What is "‘further epidemiological investigation"?: The CMO explains

In Thursday night’s update from the Ministry of Health noted that one more patient had died of the COVID-19 disease.

However, unlike previous announcements of fatalities, the Ministry did not provide a short profile of the patient. Instead, a note was included that the most recent case required “further epidemiological investigation”.

In a press conference hosted by the Ministry of Health on Friday, the Chief Medical Officer (CMO) Dr Roshan Parasram sought to explain what is meant by “epidemiological investigation” and why additional investigation may be required in some cases.

The CMO explained that when the lab reports on a case they receive a lab reporting form.

The form details the patient’s name, the hospital that has referred the patient for testing, checkboxes for symptoms the patient may have exhibited such as a fever or a cough.

There is a blank box that the physician may include details on a patient like recent travel history. In some cases, those boxes may be left blank.

In the case where the boxes are not filled out, once a positive result is returned on that particular patient, the epidemiology unit of the Ministry of Health has to consult with the primary physician, as well as the patient, where possible, relatives of the patient and so on and ask the relevant questions.

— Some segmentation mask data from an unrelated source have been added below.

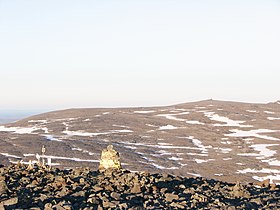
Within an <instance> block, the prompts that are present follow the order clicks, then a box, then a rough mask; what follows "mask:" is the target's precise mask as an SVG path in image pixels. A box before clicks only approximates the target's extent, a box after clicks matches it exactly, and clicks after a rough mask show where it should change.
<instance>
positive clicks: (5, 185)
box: [0, 165, 280, 210]
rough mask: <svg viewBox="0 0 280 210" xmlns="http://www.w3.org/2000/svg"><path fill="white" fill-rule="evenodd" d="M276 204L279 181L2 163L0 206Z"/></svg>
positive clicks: (212, 204) (205, 207) (63, 206)
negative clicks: (76, 168)
mask: <svg viewBox="0 0 280 210" xmlns="http://www.w3.org/2000/svg"><path fill="white" fill-rule="evenodd" d="M18 208H20V209H33V210H35V209H47V210H48V209H49V210H50V209H69V210H70V209H213V210H214V209H279V208H280V186H270V185H267V186H266V187H259V188H257V187H255V186H253V185H252V184H248V185H242V184H240V183H237V184H231V183H225V182H220V181H217V180H207V179H205V178H184V177H178V176H172V175H168V174H150V173H147V172H136V173H132V172H130V171H127V170H125V169H116V170H111V169H108V170H106V173H104V172H100V171H92V170H90V169H89V168H83V169H70V170H60V169H56V168H55V169H51V170H46V169H44V168H41V167H33V169H31V170H28V167H27V166H25V165H11V166H9V167H3V166H2V167H0V209H18Z"/></svg>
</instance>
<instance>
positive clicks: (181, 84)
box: [0, 0, 280, 109]
mask: <svg viewBox="0 0 280 210" xmlns="http://www.w3.org/2000/svg"><path fill="white" fill-rule="evenodd" d="M279 37H280V1H279V0H262V1H261V0H251V1H249V0H231V1H230V0H220V1H216V0H192V1H191V0H182V1H178V0H138V1H133V0H126V1H120V0H118V1H116V0H112V1H106V0H102V1H97V0H96V1H94V0H91V1H90V0H89V1H83V0H79V1H71V0H65V1H63V0H45V1H38V0H33V1H31V0H24V1H22V0H0V73H1V75H0V90H1V92H0V109H63V108H70V107H117V106H150V105H169V104H176V103H182V102H188V101H196V100H203V99H208V98H213V99H220V100H234V101H247V102H269V101H276V100H279V99H280V82H279V80H280V79H279V78H280V38H279Z"/></svg>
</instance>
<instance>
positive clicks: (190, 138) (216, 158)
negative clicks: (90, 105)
mask: <svg viewBox="0 0 280 210" xmlns="http://www.w3.org/2000/svg"><path fill="white" fill-rule="evenodd" d="M279 106H280V103H279V102H278V101H277V102H274V103H267V104H252V103H243V102H242V103H238V102H227V101H226V102H225V101H218V100H203V101H198V102H191V103H183V104H177V105H169V106H157V107H131V108H85V109H83V108H79V109H66V110H61V111H53V112H48V113H43V114H39V115H35V116H32V117H29V118H26V119H23V120H20V121H18V122H15V123H10V124H5V125H2V126H0V140H1V141H0V144H1V145H2V146H1V151H0V160H3V161H4V160H5V162H6V163H9V162H16V161H17V160H21V159H23V160H24V161H28V159H32V158H34V157H35V154H36V153H40V148H41V147H42V145H45V146H46V150H47V153H48V155H50V156H53V161H54V162H55V163H57V164H60V165H59V167H62V168H63V167H77V166H80V165H82V166H87V165H88V166H89V167H92V168H96V162H98V159H99V155H98V154H100V151H101V148H102V147H105V146H106V145H107V144H113V145H114V147H116V148H117V149H118V151H120V153H121V154H124V155H123V162H124V163H125V164H127V166H128V169H129V170H132V171H137V170H139V171H141V170H143V169H144V170H147V171H157V172H166V173H171V174H174V175H191V174H193V175H199V176H203V177H207V178H215V179H217V178H219V179H220V180H223V181H240V182H252V181H261V180H265V179H267V178H270V179H271V182H276V183H279V182H280V170H279V166H280V156H279V154H280V150H279V143H280V141H279V140H280V133H279V130H280V111H279ZM30 145H31V146H30ZM28 155H29V156H28ZM32 155H33V156H32ZM12 156H17V157H18V158H13V157H12Z"/></svg>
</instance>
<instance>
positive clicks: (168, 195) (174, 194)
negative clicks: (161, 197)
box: [165, 193, 179, 202]
mask: <svg viewBox="0 0 280 210" xmlns="http://www.w3.org/2000/svg"><path fill="white" fill-rule="evenodd" d="M178 199H179V196H178V195H176V194H172V193H166V194H165V200H166V201H167V202H172V201H173V200H178Z"/></svg>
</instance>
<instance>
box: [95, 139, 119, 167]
mask: <svg viewBox="0 0 280 210" xmlns="http://www.w3.org/2000/svg"><path fill="white" fill-rule="evenodd" d="M120 168H121V162H120V155H119V153H118V152H117V151H116V150H114V149H113V145H108V146H107V148H106V149H104V150H102V153H101V159H100V165H99V168H98V170H99V171H100V172H104V171H106V170H112V169H113V170H117V169H120Z"/></svg>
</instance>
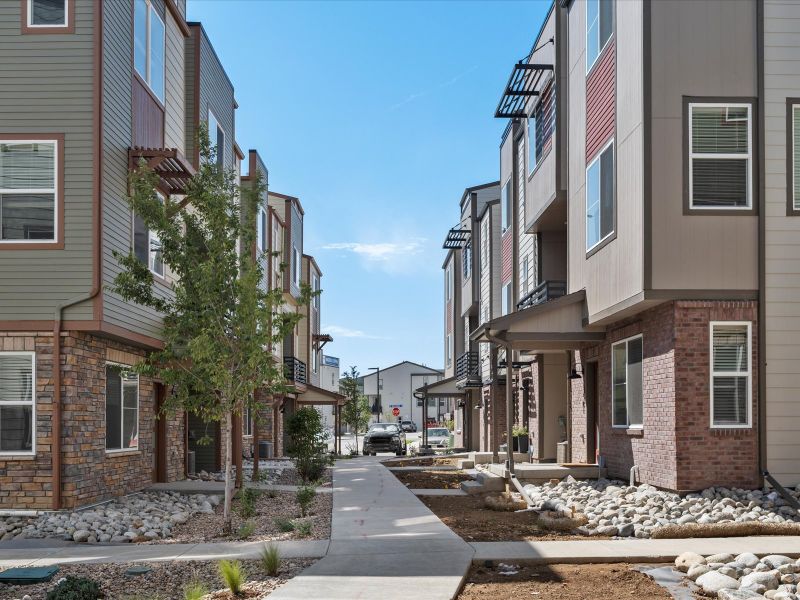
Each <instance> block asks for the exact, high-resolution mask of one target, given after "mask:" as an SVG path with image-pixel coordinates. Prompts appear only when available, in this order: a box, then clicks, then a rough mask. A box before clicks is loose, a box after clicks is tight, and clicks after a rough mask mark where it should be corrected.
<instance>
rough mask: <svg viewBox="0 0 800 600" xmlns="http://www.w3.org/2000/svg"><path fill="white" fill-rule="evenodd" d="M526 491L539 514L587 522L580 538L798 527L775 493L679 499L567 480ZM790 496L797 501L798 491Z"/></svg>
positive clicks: (713, 494)
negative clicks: (709, 526) (731, 524)
mask: <svg viewBox="0 0 800 600" xmlns="http://www.w3.org/2000/svg"><path fill="white" fill-rule="evenodd" d="M525 491H526V492H527V493H528V495H529V496H530V497H531V498H532V500H533V501H534V505H535V506H538V507H540V508H542V509H545V510H552V511H556V512H560V513H563V514H569V513H571V512H572V511H574V512H579V513H583V514H585V515H586V517H587V518H588V523H587V524H586V525H584V526H582V527H580V528H578V530H577V531H578V532H580V533H582V534H584V535H606V536H619V537H637V538H649V537H651V534H652V533H653V530H655V529H656V528H658V527H661V526H664V525H671V524H675V525H683V524H688V523H699V524H712V523H731V522H735V523H747V522H761V523H776V524H779V523H792V522H794V523H800V516H798V514H797V511H795V510H794V508H792V507H791V506H790V505H789V504H788V502H786V500H784V499H783V498H782V497H781V496H780V495H779V494H778V493H777V492H775V491H764V490H742V489H738V488H724V487H717V488H708V489H705V490H703V491H702V492H700V493H693V494H687V495H685V496H680V495H679V494H674V493H671V492H665V491H662V490H659V489H658V488H655V487H653V486H651V485H647V484H642V485H638V486H629V485H627V484H625V483H624V482H621V481H611V480H608V479H598V480H596V481H594V480H592V481H589V480H581V481H578V480H576V479H574V478H573V477H572V476H569V477H566V478H565V479H563V480H562V481H559V482H558V483H545V484H542V485H526V486H525ZM791 493H792V495H793V496H794V497H795V498H798V499H800V486H798V487H797V488H796V489H795V490H792V491H791Z"/></svg>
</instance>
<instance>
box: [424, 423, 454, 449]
mask: <svg viewBox="0 0 800 600" xmlns="http://www.w3.org/2000/svg"><path fill="white" fill-rule="evenodd" d="M428 445H429V446H430V447H431V448H449V447H450V430H449V429H447V427H428Z"/></svg>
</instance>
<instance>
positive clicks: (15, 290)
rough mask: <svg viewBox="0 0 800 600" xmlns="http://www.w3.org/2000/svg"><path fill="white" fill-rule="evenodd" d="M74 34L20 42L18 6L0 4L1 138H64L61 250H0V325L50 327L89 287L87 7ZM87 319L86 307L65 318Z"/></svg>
mask: <svg viewBox="0 0 800 600" xmlns="http://www.w3.org/2000/svg"><path fill="white" fill-rule="evenodd" d="M75 4H76V8H75V33H74V34H66V35H21V32H20V22H21V21H20V5H21V3H20V2H18V1H8V0H6V1H3V2H0V134H3V133H54V134H55V133H61V134H64V146H65V148H64V217H65V218H64V249H63V250H3V249H0V281H2V284H0V320H20V319H22V320H50V319H52V318H53V310H54V309H55V307H56V306H57V305H58V304H59V303H61V302H63V301H64V300H67V299H69V298H73V297H75V296H78V295H81V294H85V293H87V292H88V291H89V290H90V289H91V287H92V177H93V173H94V170H93V164H94V161H93V144H92V139H93V138H92V134H93V126H94V125H93V120H92V90H93V85H94V82H93V64H92V61H93V42H92V38H93V35H94V34H93V23H94V21H93V10H94V9H93V4H92V2H91V1H90V0H77V1H76V3H75ZM64 318H65V319H71V320H72V319H91V318H92V304H91V302H84V303H82V304H80V305H78V306H76V307H72V308H69V309H67V310H66V311H64Z"/></svg>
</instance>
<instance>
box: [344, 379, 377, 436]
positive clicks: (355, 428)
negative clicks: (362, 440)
mask: <svg viewBox="0 0 800 600" xmlns="http://www.w3.org/2000/svg"><path fill="white" fill-rule="evenodd" d="M358 377H359V374H358V371H357V370H356V368H355V367H350V370H349V371H347V372H346V373H345V375H344V377H343V378H342V379H341V381H340V382H339V392H340V393H341V394H342V395H343V396H344V397H345V401H344V404H343V405H342V421H343V422H344V423H346V424H347V425H348V426H350V429H352V430H353V433H354V434H355V436H356V447H358V434H359V432H362V431H366V430H367V427H368V426H369V420H370V418H371V416H372V412H371V409H370V406H369V400H368V399H367V397H366V396H365V395H364V394H362V393H361V390H360V389H359V387H358Z"/></svg>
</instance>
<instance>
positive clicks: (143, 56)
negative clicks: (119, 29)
mask: <svg viewBox="0 0 800 600" xmlns="http://www.w3.org/2000/svg"><path fill="white" fill-rule="evenodd" d="M165 31H166V30H165V28H164V21H163V19H162V18H161V16H160V15H159V14H158V12H157V11H156V9H155V7H154V6H153V5H152V3H151V2H150V0H134V2H133V66H134V68H135V69H136V72H137V73H138V74H139V77H141V78H142V80H144V82H145V83H146V84H147V86H148V87H149V88H150V90H151V91H152V92H153V94H155V96H156V98H158V99H159V100H160V101H161V103H162V104H163V103H164V64H165V63H164V54H165V43H166V42H165V39H166V36H165Z"/></svg>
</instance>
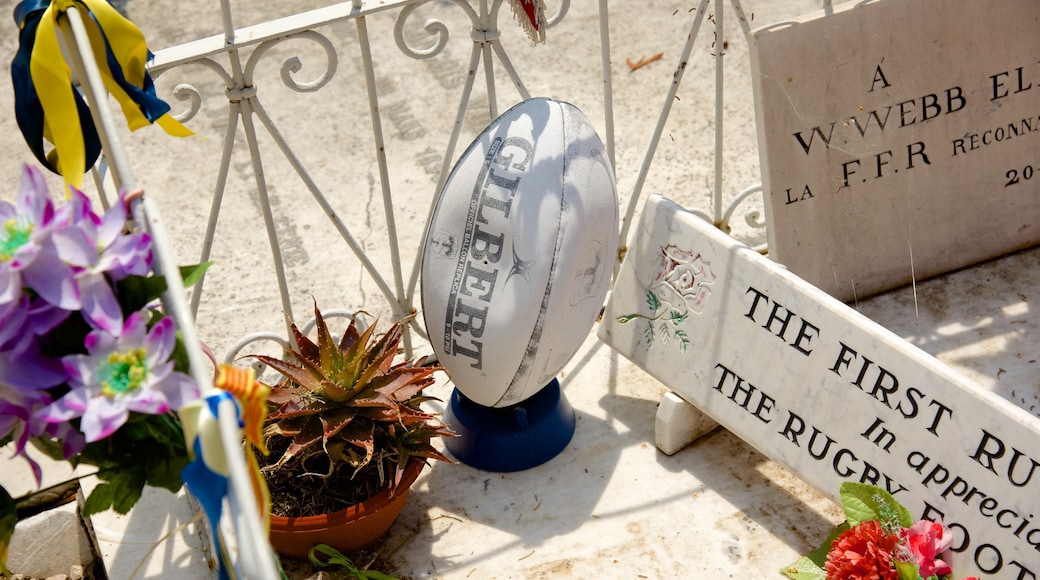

They will try to ascertain if the patient had a travel history, whether there was contact with a suspected case, and they will begin contact tracing backward. 

Therefore, when updates to the public include terms like “further epidemiological investigation” and “epidemiological review pending”, it means the epidemiological team is now investigating the matter further to see if there is a link between this case and a history of travel or history of contact with another case.  

Dr Parasram cautioned against people who are exhibiting flu-like symptoms waiting too long to seek medical attention. He said while he understood that people who might have mild symptoms would be apprehensive about being warded or quarantined, waiting too long to get tested and seak treatment could result in death. 

“We have seen cases that people wait too long and they're coming with very severe symptoms and they have actually died…You need to present yourself - especially if you’re in those high-risk groups - to us as early as possible so we can see what we are dealing with and make sure that is not COVID from an early date and put the preventative medical measures in place to support your care as early as possible and prevent mortality.”

Dr Parasram also confirmed that the Ministry of Health has been liaising with general practitioners (GPs) through the Trinidad and Tobago Medical Association, as well as the Medical Board.

He said they have been working to ensure that GPs know what to do if they see a patient with a suspected case of COVID-19.  They have been advised to liaise with the County Medical Officers of Health in all regions and Dr Parasram said there would also be an additional tier to the hotline system, where doctors can call in to get additional advice.